As the great philosopher John Lydon said: "Ever get the feeling you've been swindled ?"

It really is a dangerous game to play on an electorates stupidity - when it turns it can be unpredictable and very very nasty.

Louise XVII for example. What a stroke of genius to trick the revolutionaries into believing he was on their side (shades of Richard II). But look what happened when they realised they'd been hoodwinked.

And we all know that if that were to happen today, then there would be sellers on Etsy punting guillotine earrings.
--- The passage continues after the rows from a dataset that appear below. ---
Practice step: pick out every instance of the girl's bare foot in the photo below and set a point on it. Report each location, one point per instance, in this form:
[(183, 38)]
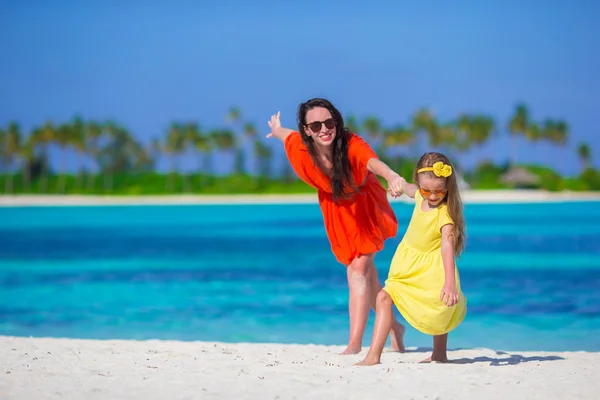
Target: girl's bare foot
[(350, 350), (398, 338), (367, 362)]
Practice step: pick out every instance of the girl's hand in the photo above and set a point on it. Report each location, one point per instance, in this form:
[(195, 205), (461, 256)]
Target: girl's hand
[(449, 295), (395, 185)]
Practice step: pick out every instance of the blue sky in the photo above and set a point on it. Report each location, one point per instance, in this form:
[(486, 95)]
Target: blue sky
[(146, 63)]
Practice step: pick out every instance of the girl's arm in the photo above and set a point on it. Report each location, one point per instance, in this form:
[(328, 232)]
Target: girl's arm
[(410, 189), (277, 130), (449, 294)]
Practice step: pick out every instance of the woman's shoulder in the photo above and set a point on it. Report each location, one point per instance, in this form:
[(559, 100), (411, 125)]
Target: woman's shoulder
[(294, 142)]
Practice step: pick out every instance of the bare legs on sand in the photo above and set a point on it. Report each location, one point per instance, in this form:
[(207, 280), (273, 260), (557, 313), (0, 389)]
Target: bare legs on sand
[(364, 285), (384, 319)]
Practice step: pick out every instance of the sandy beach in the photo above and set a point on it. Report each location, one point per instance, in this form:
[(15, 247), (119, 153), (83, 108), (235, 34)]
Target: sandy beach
[(34, 368), (469, 196)]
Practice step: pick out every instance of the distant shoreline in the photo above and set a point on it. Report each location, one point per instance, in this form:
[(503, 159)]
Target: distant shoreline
[(469, 197)]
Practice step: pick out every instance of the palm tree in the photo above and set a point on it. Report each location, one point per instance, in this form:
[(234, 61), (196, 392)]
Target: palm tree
[(398, 136), (557, 132), (481, 129), (223, 140), (62, 138), (263, 154), (351, 122), (174, 147), (93, 133), (424, 125), (518, 125), (40, 139), (77, 140), (584, 152), (11, 148), (234, 116)]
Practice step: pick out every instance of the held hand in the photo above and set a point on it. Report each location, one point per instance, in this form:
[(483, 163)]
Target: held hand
[(395, 185), (449, 295), (275, 125)]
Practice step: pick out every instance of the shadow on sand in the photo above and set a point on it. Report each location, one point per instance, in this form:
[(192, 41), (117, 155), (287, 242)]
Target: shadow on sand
[(508, 359)]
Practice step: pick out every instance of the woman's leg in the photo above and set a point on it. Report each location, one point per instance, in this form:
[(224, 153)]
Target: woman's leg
[(359, 283), (440, 344), (383, 323), (398, 329)]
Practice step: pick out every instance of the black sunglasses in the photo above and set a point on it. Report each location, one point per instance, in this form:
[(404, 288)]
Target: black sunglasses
[(316, 125)]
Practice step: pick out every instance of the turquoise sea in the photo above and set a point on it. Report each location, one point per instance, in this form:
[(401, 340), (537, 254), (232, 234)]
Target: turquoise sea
[(265, 273)]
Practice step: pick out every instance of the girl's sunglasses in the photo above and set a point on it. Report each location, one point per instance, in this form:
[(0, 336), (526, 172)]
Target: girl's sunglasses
[(316, 125), (437, 193)]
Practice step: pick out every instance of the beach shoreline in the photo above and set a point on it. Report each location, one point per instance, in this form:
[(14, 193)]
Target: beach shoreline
[(469, 197), (50, 368)]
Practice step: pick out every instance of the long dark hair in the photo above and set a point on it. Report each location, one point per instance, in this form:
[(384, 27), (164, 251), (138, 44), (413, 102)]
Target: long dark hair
[(453, 199), (341, 173)]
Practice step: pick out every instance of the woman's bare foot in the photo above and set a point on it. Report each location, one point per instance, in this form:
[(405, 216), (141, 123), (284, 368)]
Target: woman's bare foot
[(398, 338), (350, 350), (367, 362), (436, 359)]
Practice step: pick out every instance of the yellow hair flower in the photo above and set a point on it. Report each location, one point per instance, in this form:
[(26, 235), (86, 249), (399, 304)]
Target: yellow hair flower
[(439, 169)]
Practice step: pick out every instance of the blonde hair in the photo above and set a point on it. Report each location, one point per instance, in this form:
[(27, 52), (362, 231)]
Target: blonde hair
[(452, 199)]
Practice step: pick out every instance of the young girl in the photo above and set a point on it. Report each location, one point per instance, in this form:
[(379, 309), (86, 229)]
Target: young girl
[(356, 212), (423, 281)]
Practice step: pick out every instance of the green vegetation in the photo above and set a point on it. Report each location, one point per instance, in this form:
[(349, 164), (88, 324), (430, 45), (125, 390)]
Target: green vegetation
[(125, 166)]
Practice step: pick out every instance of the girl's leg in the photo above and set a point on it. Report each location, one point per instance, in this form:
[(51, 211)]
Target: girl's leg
[(360, 294), (383, 323), (440, 344), (398, 329)]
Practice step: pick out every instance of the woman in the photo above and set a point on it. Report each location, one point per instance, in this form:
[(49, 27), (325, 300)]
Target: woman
[(357, 214)]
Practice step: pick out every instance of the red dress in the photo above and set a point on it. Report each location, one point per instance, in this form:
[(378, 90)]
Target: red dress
[(354, 227)]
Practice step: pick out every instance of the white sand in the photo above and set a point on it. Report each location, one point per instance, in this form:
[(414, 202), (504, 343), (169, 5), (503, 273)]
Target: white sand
[(469, 196), (81, 369)]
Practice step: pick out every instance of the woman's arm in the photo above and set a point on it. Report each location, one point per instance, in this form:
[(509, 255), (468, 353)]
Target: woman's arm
[(276, 129), (394, 180)]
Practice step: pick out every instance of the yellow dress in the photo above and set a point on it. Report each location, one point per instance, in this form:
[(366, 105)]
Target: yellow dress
[(416, 276)]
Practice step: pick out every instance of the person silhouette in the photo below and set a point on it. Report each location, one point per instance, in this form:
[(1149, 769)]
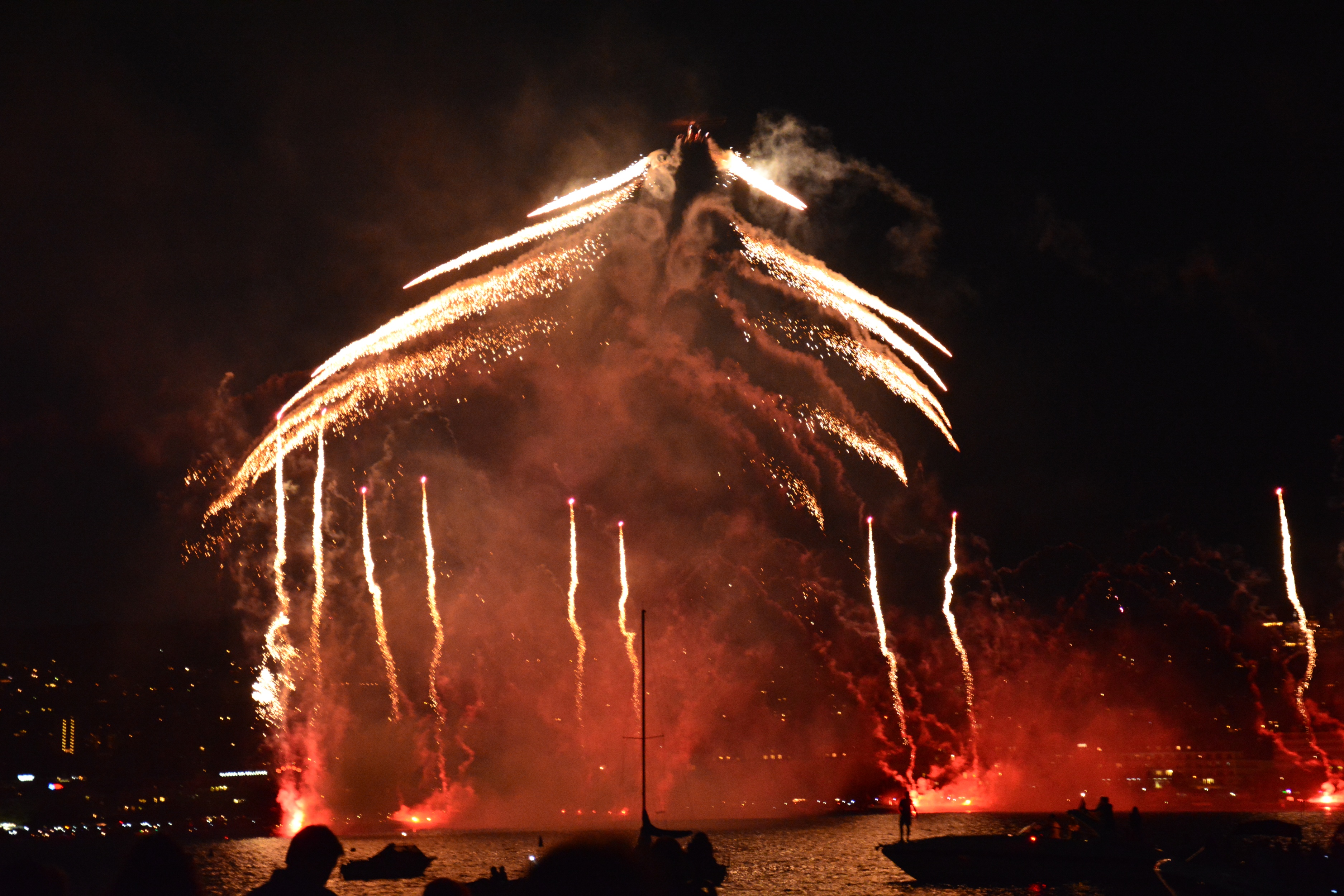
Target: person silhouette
[(310, 862), (156, 867), (1107, 816)]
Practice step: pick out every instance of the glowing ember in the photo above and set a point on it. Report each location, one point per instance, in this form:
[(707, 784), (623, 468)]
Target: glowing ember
[(737, 166), (575, 620), (530, 234), (627, 634), (597, 189), (887, 653), (956, 637), (437, 655), (315, 630), (377, 594)]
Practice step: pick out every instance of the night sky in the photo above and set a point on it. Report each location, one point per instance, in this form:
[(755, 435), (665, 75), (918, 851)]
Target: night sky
[(1139, 264)]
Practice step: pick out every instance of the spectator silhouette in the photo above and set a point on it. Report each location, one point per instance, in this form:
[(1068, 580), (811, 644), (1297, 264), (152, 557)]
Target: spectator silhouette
[(156, 867), (310, 862), (1107, 816)]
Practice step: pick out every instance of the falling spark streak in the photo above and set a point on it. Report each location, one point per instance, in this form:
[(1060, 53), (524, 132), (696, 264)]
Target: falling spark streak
[(625, 632), (835, 292), (541, 276), (1308, 636), (272, 688), (893, 374), (956, 637), (859, 444), (377, 593), (575, 621), (623, 176), (315, 632), (797, 491), (738, 167), (887, 653), (430, 597), (350, 397), (580, 215)]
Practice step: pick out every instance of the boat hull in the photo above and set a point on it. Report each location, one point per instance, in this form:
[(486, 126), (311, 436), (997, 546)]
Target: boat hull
[(1006, 862)]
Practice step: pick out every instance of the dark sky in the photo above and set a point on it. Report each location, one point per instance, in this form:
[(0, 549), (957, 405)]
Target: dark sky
[(1139, 268)]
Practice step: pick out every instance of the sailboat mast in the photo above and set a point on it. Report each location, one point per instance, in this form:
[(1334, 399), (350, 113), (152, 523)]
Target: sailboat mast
[(644, 730)]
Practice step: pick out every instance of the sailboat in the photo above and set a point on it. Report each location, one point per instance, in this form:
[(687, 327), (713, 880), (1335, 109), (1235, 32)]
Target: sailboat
[(648, 831)]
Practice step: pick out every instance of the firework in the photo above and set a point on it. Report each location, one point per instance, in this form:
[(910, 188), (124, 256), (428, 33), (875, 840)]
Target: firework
[(315, 630), (736, 166), (1308, 636), (625, 632), (541, 276), (377, 594), (831, 291), (437, 655), (575, 218), (625, 175), (956, 637), (889, 655), (575, 620), (272, 688), (797, 491), (354, 395), (866, 362), (862, 445)]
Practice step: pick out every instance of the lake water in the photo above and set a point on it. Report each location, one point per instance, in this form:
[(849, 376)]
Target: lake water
[(815, 856)]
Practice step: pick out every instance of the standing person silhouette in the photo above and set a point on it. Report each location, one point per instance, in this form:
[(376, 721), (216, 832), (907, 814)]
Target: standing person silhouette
[(310, 862)]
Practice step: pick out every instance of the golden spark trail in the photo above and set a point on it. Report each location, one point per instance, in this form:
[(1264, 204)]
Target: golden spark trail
[(361, 390), (580, 215), (625, 175), (575, 620), (956, 639), (797, 491), (738, 167), (542, 276), (859, 444), (272, 690), (887, 653), (893, 374), (625, 632), (315, 630), (1308, 636), (377, 593), (835, 292), (430, 597)]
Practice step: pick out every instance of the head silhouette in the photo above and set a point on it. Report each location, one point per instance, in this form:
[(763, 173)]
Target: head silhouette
[(156, 867), (312, 853)]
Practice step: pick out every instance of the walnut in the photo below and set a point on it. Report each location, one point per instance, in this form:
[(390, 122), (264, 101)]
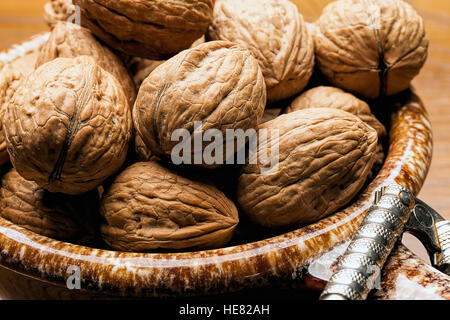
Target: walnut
[(68, 40), (323, 160), (140, 68), (68, 126), (142, 152), (156, 29), (330, 97), (58, 10), (58, 216), (277, 36), (149, 207), (218, 85), (371, 48), (9, 82)]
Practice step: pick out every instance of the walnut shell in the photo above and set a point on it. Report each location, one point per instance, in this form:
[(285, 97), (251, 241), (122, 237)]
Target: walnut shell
[(335, 98), (276, 35), (68, 126), (217, 83), (142, 152), (156, 29), (149, 207), (140, 68), (58, 216), (324, 158), (370, 48), (58, 10), (9, 82), (68, 40)]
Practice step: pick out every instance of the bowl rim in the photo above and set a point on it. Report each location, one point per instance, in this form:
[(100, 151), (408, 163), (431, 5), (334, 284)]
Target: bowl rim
[(224, 269)]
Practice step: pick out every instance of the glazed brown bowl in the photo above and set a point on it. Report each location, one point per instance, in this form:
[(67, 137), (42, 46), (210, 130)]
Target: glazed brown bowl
[(34, 266)]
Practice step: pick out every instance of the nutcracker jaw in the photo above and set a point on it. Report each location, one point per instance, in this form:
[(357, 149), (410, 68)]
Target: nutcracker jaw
[(395, 210), (434, 233)]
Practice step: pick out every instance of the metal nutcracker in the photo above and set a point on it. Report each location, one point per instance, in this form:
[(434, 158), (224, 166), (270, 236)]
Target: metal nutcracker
[(394, 211)]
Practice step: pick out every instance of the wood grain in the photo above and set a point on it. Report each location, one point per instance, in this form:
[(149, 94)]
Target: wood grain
[(22, 18)]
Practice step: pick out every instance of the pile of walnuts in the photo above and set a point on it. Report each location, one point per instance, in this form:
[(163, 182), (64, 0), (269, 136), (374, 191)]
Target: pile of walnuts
[(91, 127)]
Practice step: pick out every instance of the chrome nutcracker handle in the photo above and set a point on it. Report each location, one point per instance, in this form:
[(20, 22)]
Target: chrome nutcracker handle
[(372, 243), (394, 211)]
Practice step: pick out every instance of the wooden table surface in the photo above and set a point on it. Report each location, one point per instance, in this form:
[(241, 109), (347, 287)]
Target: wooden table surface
[(19, 19)]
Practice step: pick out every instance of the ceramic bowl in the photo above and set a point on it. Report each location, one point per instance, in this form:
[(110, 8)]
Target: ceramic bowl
[(34, 266)]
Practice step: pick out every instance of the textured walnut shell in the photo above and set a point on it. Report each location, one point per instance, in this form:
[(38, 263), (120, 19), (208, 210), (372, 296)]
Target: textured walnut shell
[(142, 152), (58, 10), (68, 40), (330, 97), (9, 82), (68, 126), (153, 29), (217, 83), (276, 34), (149, 207), (140, 68), (325, 156), (58, 216), (370, 48)]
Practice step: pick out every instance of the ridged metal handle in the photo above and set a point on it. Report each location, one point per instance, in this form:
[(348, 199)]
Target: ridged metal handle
[(361, 264), (443, 257)]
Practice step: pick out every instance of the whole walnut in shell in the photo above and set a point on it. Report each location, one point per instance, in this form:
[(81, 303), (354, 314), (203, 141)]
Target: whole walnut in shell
[(330, 97), (153, 29), (68, 126), (142, 152), (59, 10), (277, 36), (216, 85), (9, 82), (68, 40), (58, 216), (324, 157), (371, 48), (149, 207)]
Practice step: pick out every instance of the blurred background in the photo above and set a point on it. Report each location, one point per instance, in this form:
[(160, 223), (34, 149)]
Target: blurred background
[(20, 19)]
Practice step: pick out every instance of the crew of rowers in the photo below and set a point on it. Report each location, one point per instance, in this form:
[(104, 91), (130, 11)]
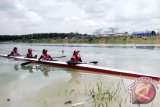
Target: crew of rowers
[(45, 56)]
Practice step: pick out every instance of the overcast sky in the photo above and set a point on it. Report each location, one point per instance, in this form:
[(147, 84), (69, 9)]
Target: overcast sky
[(83, 16)]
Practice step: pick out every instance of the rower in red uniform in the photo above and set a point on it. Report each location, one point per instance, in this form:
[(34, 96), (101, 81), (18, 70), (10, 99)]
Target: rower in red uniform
[(29, 54), (45, 56), (14, 52), (76, 57)]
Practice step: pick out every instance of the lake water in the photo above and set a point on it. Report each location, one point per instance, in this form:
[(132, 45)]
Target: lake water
[(38, 85)]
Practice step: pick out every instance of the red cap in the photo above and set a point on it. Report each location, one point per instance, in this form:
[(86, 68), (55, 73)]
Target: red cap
[(76, 51)]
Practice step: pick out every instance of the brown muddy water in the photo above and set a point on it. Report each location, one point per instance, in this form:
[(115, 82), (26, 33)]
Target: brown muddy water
[(37, 85)]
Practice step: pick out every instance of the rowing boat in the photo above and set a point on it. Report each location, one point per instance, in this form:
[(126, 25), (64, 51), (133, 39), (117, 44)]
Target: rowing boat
[(86, 67)]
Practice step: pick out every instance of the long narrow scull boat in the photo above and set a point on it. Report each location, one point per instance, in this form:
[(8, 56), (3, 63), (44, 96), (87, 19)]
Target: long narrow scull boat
[(87, 67)]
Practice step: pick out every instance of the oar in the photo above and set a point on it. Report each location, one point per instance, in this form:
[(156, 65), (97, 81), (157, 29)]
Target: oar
[(94, 62), (74, 63), (26, 63), (59, 57)]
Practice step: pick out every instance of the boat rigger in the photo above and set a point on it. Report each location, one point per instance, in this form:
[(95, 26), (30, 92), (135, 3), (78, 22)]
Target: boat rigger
[(87, 67)]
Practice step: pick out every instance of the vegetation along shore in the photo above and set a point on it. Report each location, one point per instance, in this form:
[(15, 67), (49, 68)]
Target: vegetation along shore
[(81, 38)]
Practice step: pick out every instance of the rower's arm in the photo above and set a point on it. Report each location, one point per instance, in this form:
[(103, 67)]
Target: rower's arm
[(40, 58), (80, 60)]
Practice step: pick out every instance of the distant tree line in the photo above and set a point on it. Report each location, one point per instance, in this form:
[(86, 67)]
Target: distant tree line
[(40, 36)]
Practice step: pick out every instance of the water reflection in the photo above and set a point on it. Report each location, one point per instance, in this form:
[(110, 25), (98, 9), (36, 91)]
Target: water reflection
[(75, 77), (33, 68)]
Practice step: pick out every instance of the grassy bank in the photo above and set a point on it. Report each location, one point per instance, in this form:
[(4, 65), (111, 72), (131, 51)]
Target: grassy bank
[(108, 40)]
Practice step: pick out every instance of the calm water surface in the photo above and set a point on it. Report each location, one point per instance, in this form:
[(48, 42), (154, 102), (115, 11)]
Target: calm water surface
[(47, 86)]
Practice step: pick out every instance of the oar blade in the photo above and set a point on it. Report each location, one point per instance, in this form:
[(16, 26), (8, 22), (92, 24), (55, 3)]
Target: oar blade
[(60, 57), (94, 62), (25, 63)]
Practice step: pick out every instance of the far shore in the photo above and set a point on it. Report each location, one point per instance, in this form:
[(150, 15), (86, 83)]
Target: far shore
[(98, 40)]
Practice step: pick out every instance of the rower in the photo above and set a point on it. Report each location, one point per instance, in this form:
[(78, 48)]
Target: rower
[(29, 54), (76, 57), (45, 56), (14, 52)]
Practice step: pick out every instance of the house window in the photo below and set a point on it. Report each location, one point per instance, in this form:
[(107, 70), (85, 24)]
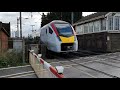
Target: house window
[(116, 25), (110, 23), (103, 24), (90, 27), (96, 26), (86, 28)]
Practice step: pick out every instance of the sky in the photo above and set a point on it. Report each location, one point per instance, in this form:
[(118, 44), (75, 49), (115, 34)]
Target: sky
[(28, 19)]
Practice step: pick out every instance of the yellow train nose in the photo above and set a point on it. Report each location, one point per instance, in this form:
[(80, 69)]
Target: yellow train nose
[(67, 39)]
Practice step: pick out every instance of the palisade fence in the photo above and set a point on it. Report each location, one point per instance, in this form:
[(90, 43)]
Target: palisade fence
[(44, 69)]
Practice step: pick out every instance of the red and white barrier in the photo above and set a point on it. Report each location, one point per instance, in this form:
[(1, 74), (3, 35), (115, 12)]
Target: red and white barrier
[(58, 71)]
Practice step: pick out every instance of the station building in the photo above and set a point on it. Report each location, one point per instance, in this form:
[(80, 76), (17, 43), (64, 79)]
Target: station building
[(99, 32)]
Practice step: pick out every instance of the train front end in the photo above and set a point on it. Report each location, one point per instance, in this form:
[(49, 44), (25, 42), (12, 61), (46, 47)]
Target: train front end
[(66, 38)]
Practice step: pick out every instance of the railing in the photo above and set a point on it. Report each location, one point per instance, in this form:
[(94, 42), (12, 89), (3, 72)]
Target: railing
[(44, 69)]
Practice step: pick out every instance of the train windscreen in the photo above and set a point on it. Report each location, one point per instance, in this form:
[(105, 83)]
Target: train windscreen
[(64, 29)]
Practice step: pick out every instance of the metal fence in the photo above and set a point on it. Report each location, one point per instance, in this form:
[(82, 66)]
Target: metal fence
[(44, 69)]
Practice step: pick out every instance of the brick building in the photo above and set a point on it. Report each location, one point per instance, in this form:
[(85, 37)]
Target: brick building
[(4, 35), (99, 32)]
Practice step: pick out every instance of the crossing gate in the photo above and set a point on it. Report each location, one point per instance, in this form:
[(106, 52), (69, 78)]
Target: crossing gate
[(44, 69)]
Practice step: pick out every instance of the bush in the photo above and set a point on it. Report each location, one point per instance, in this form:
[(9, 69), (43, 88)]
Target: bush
[(10, 59)]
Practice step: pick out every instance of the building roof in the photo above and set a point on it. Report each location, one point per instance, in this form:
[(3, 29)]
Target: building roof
[(90, 17)]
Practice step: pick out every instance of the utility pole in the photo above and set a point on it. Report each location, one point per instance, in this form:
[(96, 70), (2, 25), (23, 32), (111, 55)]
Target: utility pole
[(23, 42), (17, 27), (72, 17), (61, 15), (20, 26), (32, 30)]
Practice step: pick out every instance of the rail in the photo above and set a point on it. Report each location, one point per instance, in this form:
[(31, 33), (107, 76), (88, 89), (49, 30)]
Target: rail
[(44, 69)]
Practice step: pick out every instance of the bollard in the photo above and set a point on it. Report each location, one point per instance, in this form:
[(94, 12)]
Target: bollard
[(59, 69)]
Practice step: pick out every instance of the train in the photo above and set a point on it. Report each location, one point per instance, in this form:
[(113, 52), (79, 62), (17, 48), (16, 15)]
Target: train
[(59, 36)]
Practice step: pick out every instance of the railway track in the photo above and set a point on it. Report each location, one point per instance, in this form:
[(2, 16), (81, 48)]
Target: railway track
[(74, 56)]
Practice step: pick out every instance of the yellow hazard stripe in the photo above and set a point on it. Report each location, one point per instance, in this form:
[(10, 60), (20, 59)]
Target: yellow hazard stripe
[(67, 39)]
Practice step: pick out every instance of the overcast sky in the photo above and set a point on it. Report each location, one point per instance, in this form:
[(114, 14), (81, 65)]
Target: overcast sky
[(11, 17)]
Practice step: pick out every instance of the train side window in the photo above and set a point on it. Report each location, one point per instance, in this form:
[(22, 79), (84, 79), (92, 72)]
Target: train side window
[(50, 30)]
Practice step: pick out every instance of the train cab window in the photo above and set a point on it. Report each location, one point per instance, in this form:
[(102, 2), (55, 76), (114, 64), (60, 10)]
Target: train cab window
[(50, 30)]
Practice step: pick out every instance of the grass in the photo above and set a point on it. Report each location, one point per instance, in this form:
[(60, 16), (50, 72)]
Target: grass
[(10, 59)]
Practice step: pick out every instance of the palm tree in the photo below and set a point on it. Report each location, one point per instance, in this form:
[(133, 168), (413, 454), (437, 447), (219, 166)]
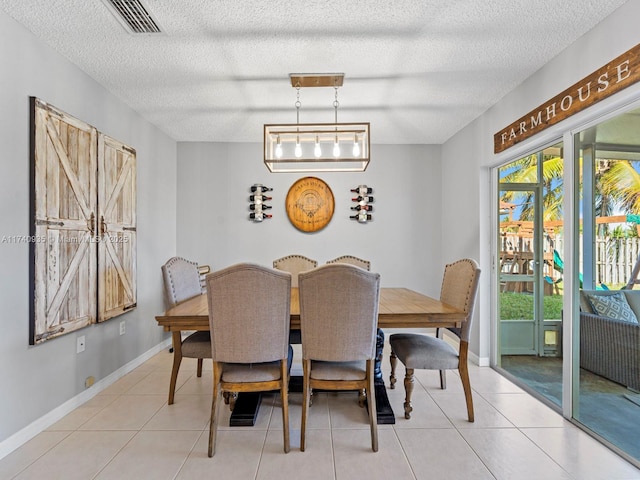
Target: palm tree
[(525, 170)]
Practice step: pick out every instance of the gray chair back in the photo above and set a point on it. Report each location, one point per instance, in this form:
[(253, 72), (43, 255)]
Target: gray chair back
[(181, 279), (339, 313), (294, 264), (350, 259), (249, 308), (459, 289)]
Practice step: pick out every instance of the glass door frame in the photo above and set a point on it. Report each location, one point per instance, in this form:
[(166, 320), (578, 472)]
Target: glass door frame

prettybird · 10/11/2023 10:59

The self-delusion and lack of self-awareness is strong in that one Wink

Kucinghitam · 10/11/2023 11:54

DrBlackbird · 10/11/2023 09:39

Johnson used to be characterised as the UK’s Donald Trump, but now I realise that was wrong. Surely our Trump is Suella Braverman.

A complete lack of insight into her own limitations married with a bloodthirsty ambition for leadership and a willingness to inflame the most extreme right wing ideologues to whip up support. This Includes deliberately using anti immigrant sentiment despite being a child of immigrants. She’s also like Trump in being anti intellectual but has a natural cunning in playing to the worst mob feelings and doesn’t care if that leads to potential violence. What if we see the likes of the EDL getting involved in Saturday’s March incited by her rhetoric?

She really is a despicable person IMO.

Agree 100%

DrBlackbird · 10/11/2023 12:06

We’re at page 39 @mirages08 want to think of starting a new thread? Or anyone else? Seems that Brexit is not fading quietly into the background as part of our sunlit uplands but continues to play out in a myriad of the unexpected as we head into an election year.